これを使えば、Zoomとちがって無料でも時間制限なく使えるし、Jitsi Meetの本家サービスとちがってホストになるのにGoogleログインとかもいらないです。そして共用サーバの混雑に左右されないし、通信の秘密も保証されます。
ということで、ネット上の情報を参考にしつつ構築してみたんですが、意外と見つからない情報もあったのでメモしておきます。
ハードウェアスペック
Jitsi Meetサーバの推奨スペックは
RAM:8GB
CPU:4コア
こんな感じなのですが、これはうちのミニPCにはけっこうな重荷。
Debian 12テンプレートのLXCコンテナ上で動かしているんですが、自分対相手の1対1で使うだけだとRAMの使用量は400MBちょっとでCPUの使用率も1%いかないぐらいでした。ということで、
RAM:1GB
CPU:1コア
こういう構成にしてみたんですが、これでも特に通信品質を落とさず問題なく使えています。

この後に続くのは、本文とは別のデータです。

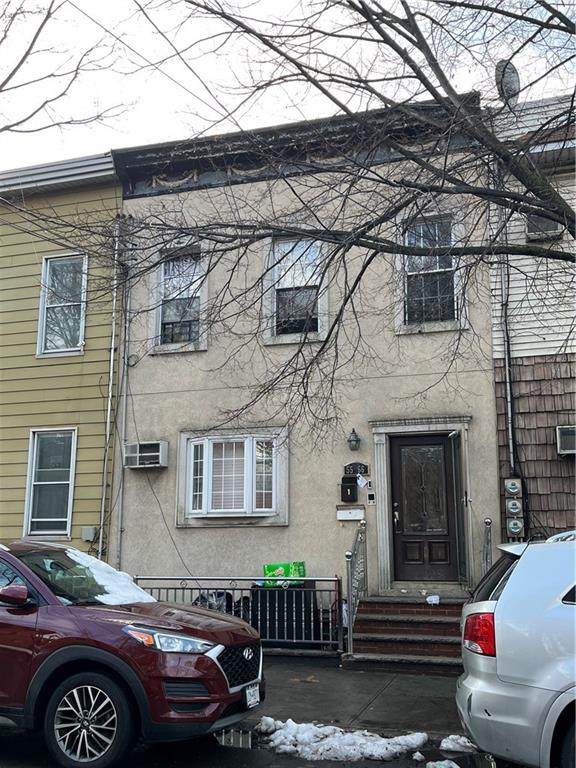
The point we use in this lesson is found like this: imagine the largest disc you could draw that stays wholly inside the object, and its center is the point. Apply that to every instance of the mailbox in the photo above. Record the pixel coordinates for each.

HTTPSの待ち受けポートを443/tcpから変更する
セルフホストのJitsi Meetはデフォルト設定だと認証なしで使えてしまうので、HTTPSの待ち受けポート番号が443/tcpのままだと、サーバのホスト名がばれるだけで好き放題使われてしまいます。

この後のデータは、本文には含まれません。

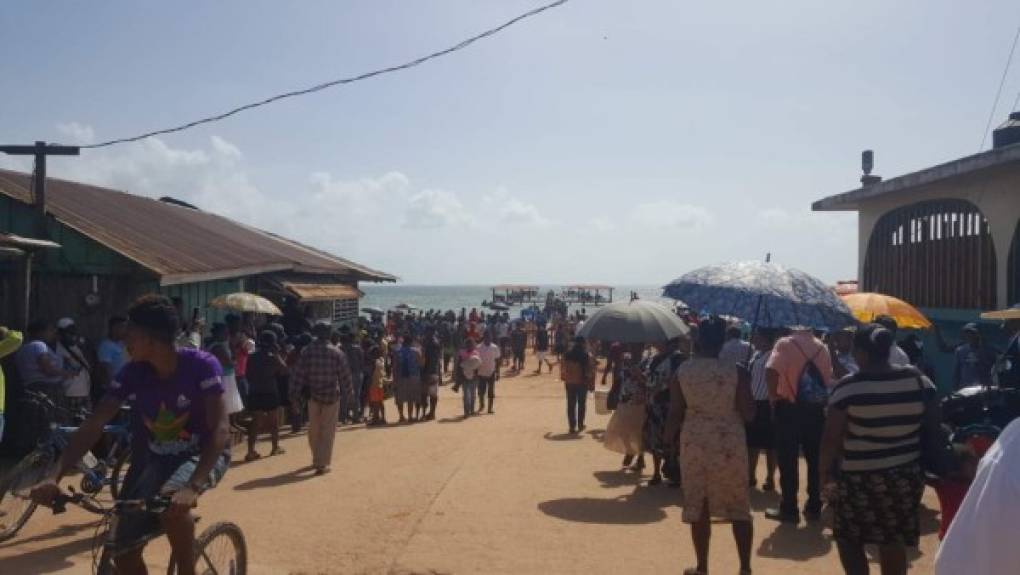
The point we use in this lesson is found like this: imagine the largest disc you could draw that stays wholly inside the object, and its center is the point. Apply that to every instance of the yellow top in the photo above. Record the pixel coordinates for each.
(8, 346)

ということで、443をたとえば1443に変更したいとします。
でもインターネット接続ルータで1443→443のようなポートフォワードをかけて、見せかけのポート番号だけ変更してもうまく動作しません。
ということで、設定ファイルを変更します。
▼nginxの設定
/etc/nginx/sites-available/(ホスト名).conf
listen 443 ssl http2;
listen [::]:443 ssl http2; # IPv6用
この443を1443に書き換えます。
▼Jitsiの設定
/etc/jitsi/meet/(ホスト名)-config.js
// BOSH URL. FIXME: use XEP-0156 to discover it.
bosh: ‘https://(ホスト名)/’ + subdir + ‘http-bind’,// Websocket URL (XMPP)

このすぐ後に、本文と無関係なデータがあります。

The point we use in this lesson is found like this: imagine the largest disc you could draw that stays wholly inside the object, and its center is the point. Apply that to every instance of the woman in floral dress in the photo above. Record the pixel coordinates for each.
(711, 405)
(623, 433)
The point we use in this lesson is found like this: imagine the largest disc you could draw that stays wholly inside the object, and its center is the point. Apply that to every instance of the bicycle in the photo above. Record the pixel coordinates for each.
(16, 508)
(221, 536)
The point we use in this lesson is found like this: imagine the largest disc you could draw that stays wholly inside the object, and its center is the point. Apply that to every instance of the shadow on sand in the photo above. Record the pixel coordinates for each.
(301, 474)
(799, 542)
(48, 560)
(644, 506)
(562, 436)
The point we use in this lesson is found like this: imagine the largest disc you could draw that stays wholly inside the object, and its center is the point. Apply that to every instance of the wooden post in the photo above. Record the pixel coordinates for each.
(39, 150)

websocket: ‘wss://(ホスト名)’ + subdir + ‘xmpp-websocket’,
この(ホスト名)を(ホスト名):1443に書き換えます。
/etc/jitsi/videobridge/jvb.conf
domain = “(ホスト名):443”
この443も1443に書き換えます。
これでOSを再起動するとうまくいきました。もともと443と書かれていないところの修正も必要だったのが探しあてにくかったところです。AIでもここまでは教えてくれませんでした。
ちなみにこのHTTPSポート以外に、ルータでは10000/udpを開けておく必要がありました。セキュリティ的に80/tcpを開けるのは抵抗があるので、サーバ証明書はLegoとCloudflareを使ってDNS-01チャレンジ方式で更新するしくみにしています。